If $\|Tv\|=\|T^*v\|$ for all $v\in V$, then $T$ is a normal operator

Question

I have solved a question but I am not sure the last step of the question. If someone can verify it that would be great.

Let $V$ be a finite dimensional vector space with complex inner product. Let $T: V \rightarrow V$ be a linear transformation. If $\forall v\in V$, $\|Tv\|=\|T^*v\|$ then $T$ is a normal operator.

So what I did is,

Since $\forall v \in V$, $\|Tv\|=\|T^*v\|$, we will have $\forall v \in V$, $\langle Tv,Tv\rangle =\langle v,T^*Tv\rangle $ on the other hand $\forall v \in V$, $\langle T^*v,T^*v\rangle =\langle v,TT^*v\rangle $ and therefore $$\langle v,T^*Tv\rangle =\langle v,TT^*v\rangle \Rightarrow \langle v,(T^*T-TT^*)v\rangle =0\Rightarrow T^*T-TT^*=0 \Rightarrow T^*T=TT^*.$$ And therefore the operator is normal.

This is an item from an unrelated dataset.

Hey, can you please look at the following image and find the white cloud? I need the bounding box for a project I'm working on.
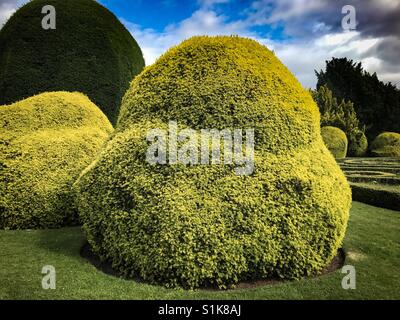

But then I started thinking, why can I actually say that the last two implications are correct? Can't be $T^*T-TT^*$ , the operator which sends v to it's perpendicular vector? Why wouldn't that be possible? I tried to answer this question but I couldn't.

I would be happy if someone can help me answer this question. Thanks!

(Reminder: Just in case we have different notations $T^*$ is the adjoint operator)

Answer 1

You have to show that $$ \langle Sv,v\rangle =0 \quad \forall v\in V $$ implies $S=0$.

To prove this one has to use polarization identities. In the complex case this works for a general mapping $S$. In the real case, this holds only for self-adjoint $S$. However, the mapping $T^*T-TT^*$ is self-adjoint.

Answer 2

Suppose that $X$ is a complex inner-product space, and that $B(\cdot,\cdot)$ is a complex function on $X\times X$ such that $B$ is linear in the first coordinate and conjugate-linear in the second coordinate. Then $$ B(x,y) = \frac{1}{4}\sum_{n=0}^{3}i^{n}B(x+i^{n}y,x+i^{n}y). $$ A special case is the inner-product $B(x,y)=(x,y)$, which gives the usual polarization identity. If $B$ and $C$ are two such forms with the same trace $B(x,x)=C(x,x)$ for all $x\in X$, then $B=C$ because $B(x,y)=C(x,y)$ for all $x,y \in X$.

If $A$ and $B$ are linear operators on the complex inner-product space $X$ for which $(Ax,x)=(Bx,x)$ for all $x$, then $A=B$ because $(Ax-Bx,y)=0$ for all $x$, $y$.

So, in your case, $\|Tx\|^{2}=\|T^{\star}x\|^{2}$ for all $x\in X$ implies $$ (T^{\star}Tx,x)=(TT^{\star}x,x), \;\;\; x \in X, $$ So $T^{\star}T=TT^{\star}$ follows for a complex space.

Real spaces are different. There are easy-to-find operators linear operators on $\mathbb{R}^{2}$ such that $(Ax,x)=0$ for all $x$, even though $x \ne 0$. For example, let $R$ be the 90-degree rotation about the origin. Then $Rx \perp x$ for all $x$, which means $(Rx,x)=0$ for all $x$, even though $R\ne 0$. If you know that $(Ax,x)=(Bx,x)$ for all $x$ and if $A$, $B$ are symmetric (i.e., $(Ax,y)=(x,Ay)$ for all $x,y$,) then $A=B$. And that's a useful result on real spaces.